It’s only just over a year
since I left my exotic, tropical life in rural Cambodia. Can you blame me if, in comparison, I
find suburban Britain just a little dull?
Yet perhaps there is beauty –
or at least interest – to be found in the ordinary, even here in middle-class,
middle of the road Oxfordshire?
Well let’s see! As a new year resolution, I am undertaking a
‘365 project’. All I
have to do is take a photo each day, and upload it onto a website called
blipfoto.com.
I first heard of this idea
from my wonderful colleague, Alison, now in Phnom Penh. It sounded pretty rubbish to me!
Though you can do the actual
uploading later, I really didn’t like the way the website restricts your daily
entry to photos actually taken on that day (information on the date and time of
digital photos is included as part of its digital ‘fingerprint’ - did you know that?).
What this means is if you
want a daily photo, you actually have to take a photo every day; no delaying to the end of the week, no awaiting that illusive free moment, no filling in
with previous snaps.
Constraining? Not a bit of it! Rather, this structure is strangely liberating; committing to taking a photo a day has already made me more
alert to my surroundings.
For example, yesterday I photographed a postbox which I cycle past twice a day – yet I hadn’t even noticed it had
been painted gold for the Olympics. I certainly hadn’t appreciated it is an unusual (if slightly
ugly) 1970s design, one not even listed on the Bath Postal Museum’s website!
And the day before I snapped
a painting in the corridor at work.
I must have walked past it countless times, but my desire for a daily
image led me to look again - and it’s rather intriguing. At first the bright colours suggest a happy family. But then why
is only one person smiling? And if
they’re a family, why are they all girls?
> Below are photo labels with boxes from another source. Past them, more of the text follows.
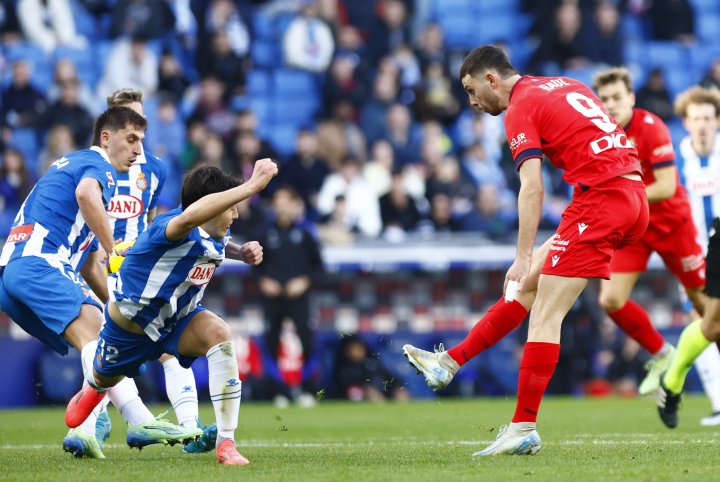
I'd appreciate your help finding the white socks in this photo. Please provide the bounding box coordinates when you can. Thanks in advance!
[162,358,198,427]
[206,341,242,440]
[108,378,155,425]
[695,343,720,413]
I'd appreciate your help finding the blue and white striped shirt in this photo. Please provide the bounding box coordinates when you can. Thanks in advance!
[108,145,167,241]
[109,208,230,341]
[0,146,117,268]
[677,133,720,249]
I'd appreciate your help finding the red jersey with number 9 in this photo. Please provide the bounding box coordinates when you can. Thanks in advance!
[505,76,642,188]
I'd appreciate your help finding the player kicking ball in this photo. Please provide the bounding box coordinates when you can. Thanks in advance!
[65,159,277,465]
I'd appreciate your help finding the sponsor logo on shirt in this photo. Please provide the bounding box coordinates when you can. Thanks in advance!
[538,79,570,92]
[188,263,216,286]
[510,132,527,152]
[108,194,145,219]
[653,143,675,156]
[590,132,633,154]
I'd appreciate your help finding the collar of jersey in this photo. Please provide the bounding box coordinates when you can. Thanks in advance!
[90,146,112,164]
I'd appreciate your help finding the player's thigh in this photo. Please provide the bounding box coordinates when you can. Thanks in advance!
[174,307,232,358]
[3,257,102,354]
[528,274,588,343]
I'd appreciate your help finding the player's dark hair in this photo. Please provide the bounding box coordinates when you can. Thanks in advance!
[593,67,633,93]
[181,165,243,210]
[460,45,518,81]
[93,106,147,146]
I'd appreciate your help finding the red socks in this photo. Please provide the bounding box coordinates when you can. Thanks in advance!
[608,300,665,355]
[448,297,528,366]
[512,341,560,423]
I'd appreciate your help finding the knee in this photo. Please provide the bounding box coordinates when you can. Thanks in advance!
[599,293,627,313]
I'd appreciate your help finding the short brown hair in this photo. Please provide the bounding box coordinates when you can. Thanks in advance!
[107,87,143,107]
[93,105,147,146]
[593,67,633,93]
[460,45,517,81]
[675,85,720,117]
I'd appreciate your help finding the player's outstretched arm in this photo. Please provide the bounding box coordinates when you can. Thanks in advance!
[75,177,114,253]
[80,250,109,304]
[165,158,277,240]
[225,241,263,266]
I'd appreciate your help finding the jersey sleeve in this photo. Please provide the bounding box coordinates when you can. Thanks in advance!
[505,106,542,170]
[647,119,675,169]
[145,152,167,210]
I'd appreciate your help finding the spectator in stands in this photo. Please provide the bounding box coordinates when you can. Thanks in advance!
[194,0,251,74]
[383,104,421,167]
[323,54,367,117]
[43,79,94,147]
[110,0,175,39]
[98,34,158,98]
[460,184,517,241]
[2,60,47,129]
[145,93,185,164]
[587,0,624,65]
[0,0,22,45]
[700,58,720,89]
[17,0,87,54]
[380,168,422,240]
[317,157,382,238]
[47,59,98,114]
[647,0,695,44]
[283,0,335,73]
[360,73,398,143]
[158,50,190,102]
[530,2,588,75]
[367,0,412,65]
[415,62,460,125]
[198,30,249,96]
[253,187,324,405]
[277,128,330,221]
[188,75,236,139]
[333,335,410,402]
[0,147,35,233]
[37,124,77,175]
[635,67,674,122]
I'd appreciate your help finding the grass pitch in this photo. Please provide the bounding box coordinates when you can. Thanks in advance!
[0,397,720,482]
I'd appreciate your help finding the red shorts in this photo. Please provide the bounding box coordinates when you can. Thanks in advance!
[542,177,650,279]
[610,219,705,288]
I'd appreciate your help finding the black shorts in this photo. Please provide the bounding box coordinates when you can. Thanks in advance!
[705,218,720,298]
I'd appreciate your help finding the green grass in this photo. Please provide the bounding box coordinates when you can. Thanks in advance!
[0,397,720,482]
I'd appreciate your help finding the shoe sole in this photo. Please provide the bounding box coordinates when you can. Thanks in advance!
[403,347,445,392]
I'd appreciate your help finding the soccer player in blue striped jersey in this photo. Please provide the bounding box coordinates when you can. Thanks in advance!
[65,159,277,465]
[0,107,200,458]
[98,88,217,453]
[658,86,720,428]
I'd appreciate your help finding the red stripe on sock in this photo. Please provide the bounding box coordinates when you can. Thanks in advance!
[448,297,528,366]
[608,300,665,355]
[512,341,560,423]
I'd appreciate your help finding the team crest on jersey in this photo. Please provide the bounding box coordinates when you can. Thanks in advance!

There are risks: it is not hard to unleash the obsessive in me,
and this could be yet another way to distract myself from More Important Things (though what
could be more important that appreciating my surroundings?). And the search for an impressive image
may take away the fun - especially now I discover that another dear friend,
Zia, is also taking the challenge - yes, that's the guy who just had a solo exhibition
of stunning black and white images in Nairobi. No pressure then!
But really it’s not much
different to my weekly blog – you, dear reader, are secondary; it is essentially personal (or selfish?), a way to help me be more
appreciative and understanding of the world, just pictorially rather than
verbally this time.
I do belive that if I can be just a bit more
aware of the beauty – or even just the interest – which surrounds me, I will value what I have and where I am a whole lot more.
Just as Buddhists aim for mindfulness - a calm awareness of the body,
sensations, thoughts, even consciousness itself - so I will find beauty at The
Plain and enlightenment on Divinity Road.
Perhaps I’m not so far from Cambodia after all.
So off I go in search of
today’s image. Perhaps we don’t have to go half way round the world to find
something special. This year I’ll
try to find a little magic right here, in the everyday. Every day.